"Dans un monde idéal, on devrait pouvoir tout dessiner" : en Turquie aussi, dix ans après l'attentat contre Charlie Hebdo, le combat pour la liberté d'expression continue
Le dessinateur turc de bande dessinée Ersin Karabulut publie le deuxième volume de son autobiographie. Dix ans après l'attentat de Charlie Hebdo, il évoque sur franceinfo l'attaque contre le journal satirique français et l'évolution, depuis, de la liberté d'expression dans son pays.
Le 11 janvier 2015, d'immenses manifestations de soutien à Charlie Hebdo et à la liberté d'expression avaient lieu en France. Cette mobilisation, il y a dix ans, avait marqué les esprits, y compris hors de nos frontières. Le Turc Ersin Karabulut était à l'époque à la tête de Uykusuz, un magazine satirique de bande dessinée à Istanbul. Il publie au mois de janvier 2025 chez Dargaud le deuxième volume de son autobiographie : Journal inquiet d'Istanbul. Un album où il évoque longuement Charlie Hebdo.
Ce tome 2 se concentre sur les années 2007-2017. Plus encore que le terrorisme, la menace qui pèse alors sur la rédaction, c'est surtout Recep Tayyip Erdoğan et ses soutiens. Puis survient l'attaque du 7 janvier 2015. En Turquie, l'opinion est alors très divisée. Uykusuz doit alors choisir un camp.

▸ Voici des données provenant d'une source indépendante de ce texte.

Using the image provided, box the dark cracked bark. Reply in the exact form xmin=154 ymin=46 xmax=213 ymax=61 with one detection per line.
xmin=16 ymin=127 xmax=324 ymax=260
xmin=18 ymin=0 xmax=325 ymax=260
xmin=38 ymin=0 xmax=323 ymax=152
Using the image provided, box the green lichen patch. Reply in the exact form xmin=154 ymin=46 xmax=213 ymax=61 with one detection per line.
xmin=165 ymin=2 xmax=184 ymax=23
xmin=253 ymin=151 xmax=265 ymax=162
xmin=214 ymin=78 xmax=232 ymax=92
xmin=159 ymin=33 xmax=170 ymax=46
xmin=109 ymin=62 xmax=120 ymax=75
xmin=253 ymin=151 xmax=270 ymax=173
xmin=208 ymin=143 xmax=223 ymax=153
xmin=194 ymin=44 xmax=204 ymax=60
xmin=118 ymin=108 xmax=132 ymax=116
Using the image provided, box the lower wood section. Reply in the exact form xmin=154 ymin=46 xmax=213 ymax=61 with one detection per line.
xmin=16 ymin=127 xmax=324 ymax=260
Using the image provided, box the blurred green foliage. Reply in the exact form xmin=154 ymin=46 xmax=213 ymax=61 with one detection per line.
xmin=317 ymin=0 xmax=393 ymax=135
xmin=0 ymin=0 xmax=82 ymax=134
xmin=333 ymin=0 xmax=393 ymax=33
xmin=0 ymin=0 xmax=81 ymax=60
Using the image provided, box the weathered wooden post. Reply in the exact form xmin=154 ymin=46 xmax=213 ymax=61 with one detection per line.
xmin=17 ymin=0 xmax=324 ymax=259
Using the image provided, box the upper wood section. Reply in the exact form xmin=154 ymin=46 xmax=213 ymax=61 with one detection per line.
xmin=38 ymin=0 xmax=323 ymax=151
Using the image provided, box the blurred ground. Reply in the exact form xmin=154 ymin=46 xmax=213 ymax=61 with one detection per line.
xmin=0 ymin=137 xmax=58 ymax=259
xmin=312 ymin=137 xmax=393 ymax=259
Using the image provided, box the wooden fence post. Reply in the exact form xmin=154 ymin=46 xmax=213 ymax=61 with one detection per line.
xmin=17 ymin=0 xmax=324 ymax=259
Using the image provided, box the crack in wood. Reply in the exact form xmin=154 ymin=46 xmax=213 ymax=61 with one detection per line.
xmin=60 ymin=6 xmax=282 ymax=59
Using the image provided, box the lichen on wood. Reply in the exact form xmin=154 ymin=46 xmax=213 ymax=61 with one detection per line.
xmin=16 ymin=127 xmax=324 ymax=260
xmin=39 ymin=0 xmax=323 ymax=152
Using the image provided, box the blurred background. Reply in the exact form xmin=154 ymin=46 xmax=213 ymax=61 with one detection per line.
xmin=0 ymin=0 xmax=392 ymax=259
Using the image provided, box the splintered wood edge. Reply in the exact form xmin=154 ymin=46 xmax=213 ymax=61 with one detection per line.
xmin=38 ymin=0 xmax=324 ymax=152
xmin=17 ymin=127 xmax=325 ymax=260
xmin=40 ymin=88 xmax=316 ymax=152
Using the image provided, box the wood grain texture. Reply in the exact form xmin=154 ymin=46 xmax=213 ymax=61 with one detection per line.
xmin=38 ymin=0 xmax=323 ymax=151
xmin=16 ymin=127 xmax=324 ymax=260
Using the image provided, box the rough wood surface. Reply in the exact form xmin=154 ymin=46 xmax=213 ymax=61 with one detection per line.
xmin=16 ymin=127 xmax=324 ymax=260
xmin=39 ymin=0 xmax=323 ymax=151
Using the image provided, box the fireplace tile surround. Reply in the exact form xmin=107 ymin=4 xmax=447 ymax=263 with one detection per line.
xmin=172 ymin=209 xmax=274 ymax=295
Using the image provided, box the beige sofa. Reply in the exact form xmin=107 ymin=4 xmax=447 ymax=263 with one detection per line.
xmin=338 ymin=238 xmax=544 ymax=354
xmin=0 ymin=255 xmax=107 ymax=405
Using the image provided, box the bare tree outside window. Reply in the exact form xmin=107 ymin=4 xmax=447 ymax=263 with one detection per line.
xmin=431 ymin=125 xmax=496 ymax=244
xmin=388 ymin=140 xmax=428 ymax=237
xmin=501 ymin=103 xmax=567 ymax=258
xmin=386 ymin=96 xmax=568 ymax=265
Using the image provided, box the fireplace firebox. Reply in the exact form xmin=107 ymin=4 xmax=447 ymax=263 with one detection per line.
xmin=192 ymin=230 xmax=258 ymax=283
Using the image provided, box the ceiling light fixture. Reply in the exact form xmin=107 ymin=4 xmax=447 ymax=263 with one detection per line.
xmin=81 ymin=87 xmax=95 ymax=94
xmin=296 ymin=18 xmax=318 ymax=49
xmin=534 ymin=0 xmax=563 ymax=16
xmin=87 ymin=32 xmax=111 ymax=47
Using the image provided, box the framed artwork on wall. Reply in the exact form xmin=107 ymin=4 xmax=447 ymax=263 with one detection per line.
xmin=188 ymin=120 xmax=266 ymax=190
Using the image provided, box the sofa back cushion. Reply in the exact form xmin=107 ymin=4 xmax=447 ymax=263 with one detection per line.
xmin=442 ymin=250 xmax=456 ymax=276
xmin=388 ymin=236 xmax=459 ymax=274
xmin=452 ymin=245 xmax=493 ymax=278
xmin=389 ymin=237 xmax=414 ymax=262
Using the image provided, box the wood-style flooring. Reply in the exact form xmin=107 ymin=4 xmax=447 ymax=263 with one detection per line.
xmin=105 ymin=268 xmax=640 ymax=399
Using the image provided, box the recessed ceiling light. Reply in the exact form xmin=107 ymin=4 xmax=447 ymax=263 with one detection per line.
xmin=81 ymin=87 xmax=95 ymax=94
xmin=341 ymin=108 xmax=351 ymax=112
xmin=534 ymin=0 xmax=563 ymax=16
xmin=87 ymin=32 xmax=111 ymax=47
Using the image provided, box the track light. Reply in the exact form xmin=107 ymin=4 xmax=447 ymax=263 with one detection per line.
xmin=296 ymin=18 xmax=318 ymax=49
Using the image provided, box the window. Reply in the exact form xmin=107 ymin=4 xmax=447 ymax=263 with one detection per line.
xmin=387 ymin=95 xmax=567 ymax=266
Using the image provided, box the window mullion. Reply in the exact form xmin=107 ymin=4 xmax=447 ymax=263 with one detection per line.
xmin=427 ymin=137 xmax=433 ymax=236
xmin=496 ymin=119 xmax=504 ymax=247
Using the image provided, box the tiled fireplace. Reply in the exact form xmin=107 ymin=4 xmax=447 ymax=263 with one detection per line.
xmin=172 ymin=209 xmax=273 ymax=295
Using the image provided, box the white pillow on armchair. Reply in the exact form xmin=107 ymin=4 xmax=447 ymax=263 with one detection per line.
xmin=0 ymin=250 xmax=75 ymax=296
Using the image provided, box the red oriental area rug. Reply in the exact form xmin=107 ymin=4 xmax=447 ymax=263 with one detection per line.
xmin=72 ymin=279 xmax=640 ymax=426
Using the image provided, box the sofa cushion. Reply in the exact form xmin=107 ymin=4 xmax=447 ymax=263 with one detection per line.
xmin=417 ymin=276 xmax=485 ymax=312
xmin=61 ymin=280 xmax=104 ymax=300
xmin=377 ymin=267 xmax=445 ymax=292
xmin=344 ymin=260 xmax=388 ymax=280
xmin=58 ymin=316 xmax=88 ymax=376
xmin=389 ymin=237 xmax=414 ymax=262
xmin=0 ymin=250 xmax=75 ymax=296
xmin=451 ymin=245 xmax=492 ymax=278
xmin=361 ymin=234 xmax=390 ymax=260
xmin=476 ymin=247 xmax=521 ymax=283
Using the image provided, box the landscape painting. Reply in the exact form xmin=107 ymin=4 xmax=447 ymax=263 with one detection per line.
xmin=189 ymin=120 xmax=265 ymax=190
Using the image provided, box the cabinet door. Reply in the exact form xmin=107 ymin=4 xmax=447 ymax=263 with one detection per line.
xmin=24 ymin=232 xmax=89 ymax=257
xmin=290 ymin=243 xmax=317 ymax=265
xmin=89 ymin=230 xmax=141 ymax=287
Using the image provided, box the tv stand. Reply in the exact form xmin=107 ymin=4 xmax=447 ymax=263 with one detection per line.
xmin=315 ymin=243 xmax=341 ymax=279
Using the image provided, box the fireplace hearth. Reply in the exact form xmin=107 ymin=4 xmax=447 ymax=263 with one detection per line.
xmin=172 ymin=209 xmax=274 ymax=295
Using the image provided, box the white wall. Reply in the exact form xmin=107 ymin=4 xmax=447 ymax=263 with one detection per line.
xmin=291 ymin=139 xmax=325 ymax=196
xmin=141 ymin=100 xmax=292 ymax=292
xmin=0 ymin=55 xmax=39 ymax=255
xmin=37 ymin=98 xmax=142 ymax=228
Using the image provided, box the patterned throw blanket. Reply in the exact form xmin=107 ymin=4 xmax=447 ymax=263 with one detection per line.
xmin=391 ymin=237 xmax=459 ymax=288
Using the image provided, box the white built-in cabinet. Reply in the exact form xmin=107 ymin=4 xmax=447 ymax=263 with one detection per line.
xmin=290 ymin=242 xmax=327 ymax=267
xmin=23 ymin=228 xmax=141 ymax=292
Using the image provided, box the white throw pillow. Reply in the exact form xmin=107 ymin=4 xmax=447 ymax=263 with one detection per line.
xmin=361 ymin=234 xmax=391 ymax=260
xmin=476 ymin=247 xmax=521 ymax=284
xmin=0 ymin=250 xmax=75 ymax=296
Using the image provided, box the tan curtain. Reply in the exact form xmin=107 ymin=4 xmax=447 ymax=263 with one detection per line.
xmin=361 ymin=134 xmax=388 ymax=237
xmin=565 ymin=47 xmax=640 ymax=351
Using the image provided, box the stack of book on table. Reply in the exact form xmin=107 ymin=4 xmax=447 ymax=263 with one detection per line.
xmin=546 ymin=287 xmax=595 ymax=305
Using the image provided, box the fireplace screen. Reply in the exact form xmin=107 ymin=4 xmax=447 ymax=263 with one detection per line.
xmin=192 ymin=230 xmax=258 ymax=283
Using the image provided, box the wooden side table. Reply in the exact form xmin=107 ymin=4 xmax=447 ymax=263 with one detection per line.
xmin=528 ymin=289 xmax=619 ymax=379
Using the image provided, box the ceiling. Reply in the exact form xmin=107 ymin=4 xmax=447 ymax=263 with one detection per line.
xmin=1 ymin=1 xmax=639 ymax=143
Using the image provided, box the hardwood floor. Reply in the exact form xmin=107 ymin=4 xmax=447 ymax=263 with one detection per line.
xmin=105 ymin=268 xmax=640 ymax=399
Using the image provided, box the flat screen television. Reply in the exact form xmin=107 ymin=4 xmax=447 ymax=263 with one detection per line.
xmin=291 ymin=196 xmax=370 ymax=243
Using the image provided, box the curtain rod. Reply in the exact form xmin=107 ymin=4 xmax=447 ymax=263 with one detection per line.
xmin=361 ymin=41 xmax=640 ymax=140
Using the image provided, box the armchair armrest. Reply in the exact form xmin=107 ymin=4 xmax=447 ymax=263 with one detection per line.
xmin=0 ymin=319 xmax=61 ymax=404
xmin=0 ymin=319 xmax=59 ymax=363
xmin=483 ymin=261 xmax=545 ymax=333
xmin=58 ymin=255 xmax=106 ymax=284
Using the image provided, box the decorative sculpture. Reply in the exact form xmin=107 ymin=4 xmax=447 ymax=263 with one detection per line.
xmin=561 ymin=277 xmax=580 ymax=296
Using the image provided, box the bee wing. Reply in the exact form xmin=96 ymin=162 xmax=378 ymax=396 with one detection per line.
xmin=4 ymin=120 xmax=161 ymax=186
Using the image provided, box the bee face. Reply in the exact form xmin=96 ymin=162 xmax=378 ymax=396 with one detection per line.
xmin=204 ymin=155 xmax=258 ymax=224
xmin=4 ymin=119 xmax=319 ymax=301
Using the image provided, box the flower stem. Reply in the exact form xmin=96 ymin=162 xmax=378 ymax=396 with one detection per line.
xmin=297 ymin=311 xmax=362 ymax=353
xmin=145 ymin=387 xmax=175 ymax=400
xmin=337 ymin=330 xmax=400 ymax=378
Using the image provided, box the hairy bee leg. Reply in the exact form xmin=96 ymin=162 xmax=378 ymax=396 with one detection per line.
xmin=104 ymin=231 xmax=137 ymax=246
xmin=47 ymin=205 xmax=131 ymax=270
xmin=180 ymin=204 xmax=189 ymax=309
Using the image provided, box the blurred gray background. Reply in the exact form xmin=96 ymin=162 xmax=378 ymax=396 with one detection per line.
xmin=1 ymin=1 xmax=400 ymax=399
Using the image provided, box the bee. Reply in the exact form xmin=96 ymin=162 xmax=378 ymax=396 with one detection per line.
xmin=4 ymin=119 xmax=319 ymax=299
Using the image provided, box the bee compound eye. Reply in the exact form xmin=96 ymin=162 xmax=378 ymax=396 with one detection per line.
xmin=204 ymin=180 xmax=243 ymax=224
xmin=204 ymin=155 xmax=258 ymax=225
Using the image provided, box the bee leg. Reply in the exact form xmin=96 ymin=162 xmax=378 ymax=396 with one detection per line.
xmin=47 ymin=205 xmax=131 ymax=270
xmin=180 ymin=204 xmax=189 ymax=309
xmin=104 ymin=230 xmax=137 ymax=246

"Ce n'était pas 'soit l'islam, soit Charlie Hebdo' : notre camp, c'était l'humanisme, la liberté d'expression"
Ersin Karabulutsur franceinfo
Ersin Karabulut contacte les deux autres principaux magazines de bande dessinée du pays. Et pour la première fois de leur histoire, ils conviennent de faire une couverture en commun. "On a publié en une le fameux 'je suis Charlie'. C'était encore plus dur de publier ça en Turquie, dans un pays conservateur, raconte-t-il. C'était notre façon de répondre à tout ça".
Menaces et autocensure
Dix ans plus tard, le monde a changé, les idées de l'auteur pas du tout. "En tant qu'artiste, je considérais, et je considère toujours, que dans un monde idéal, on devrait pouvoir tout dessiner. C'est juste une BD, vous n'êtes pas obligé de l'acheter. Si ça ne vous plaît pas, c'est que ce n'est pas forcément pour vous qu'on l'a fait", explique Ersin Karabulut. Selon lui, le problème aujourd'hui, "c'est internet". "Ce sont les réseaux sociaux qui ont fait de ces dessinateurs des cibles. Les terroristes n'étaient pas des lecteurs de ce magazine. Alors, est-ce qu'on doit arrêter notre métier parce que des gens risquent de voir nos dessins sur internet ? Je ne le pense pas", confie-t-il.
Il précise "dans un monde idéal", parce qu'il ne peut que constater que la réalité turque, par exemple, est très différente. Il décrit dans l'album les dizaines de mails de menaces reçus, pas quotidiennement, mais presque. "Quand je regarde les dessins et les couvertures qu'on a publiés il y a dix ans, quand Erdogan n'avait pas encore le pouvoir qu'il a aujourd'hui, je me dis que c'est incroyable qu'on ait pu publier ça. Et nous n'étions pas conscients de notre courage", raconte Ersin Karabulut.
"Nous nous sommes petit à petit autocensurés. On ne pourrait plus faire ces couvertures aujourd'hui."
Ersin Karabulutsur franceinfo
"Quand on s'est mis à se dire 'On ne devrait pas faire ça', après il n'y a plus de limite et on se retrouve un jour sans aucune liberté de parole", conclut-il.
L'album Journal inquiet d'Istanbul n'a pas de titre turc, puisqu'il ne peut tout simplement pas être publié là-bas.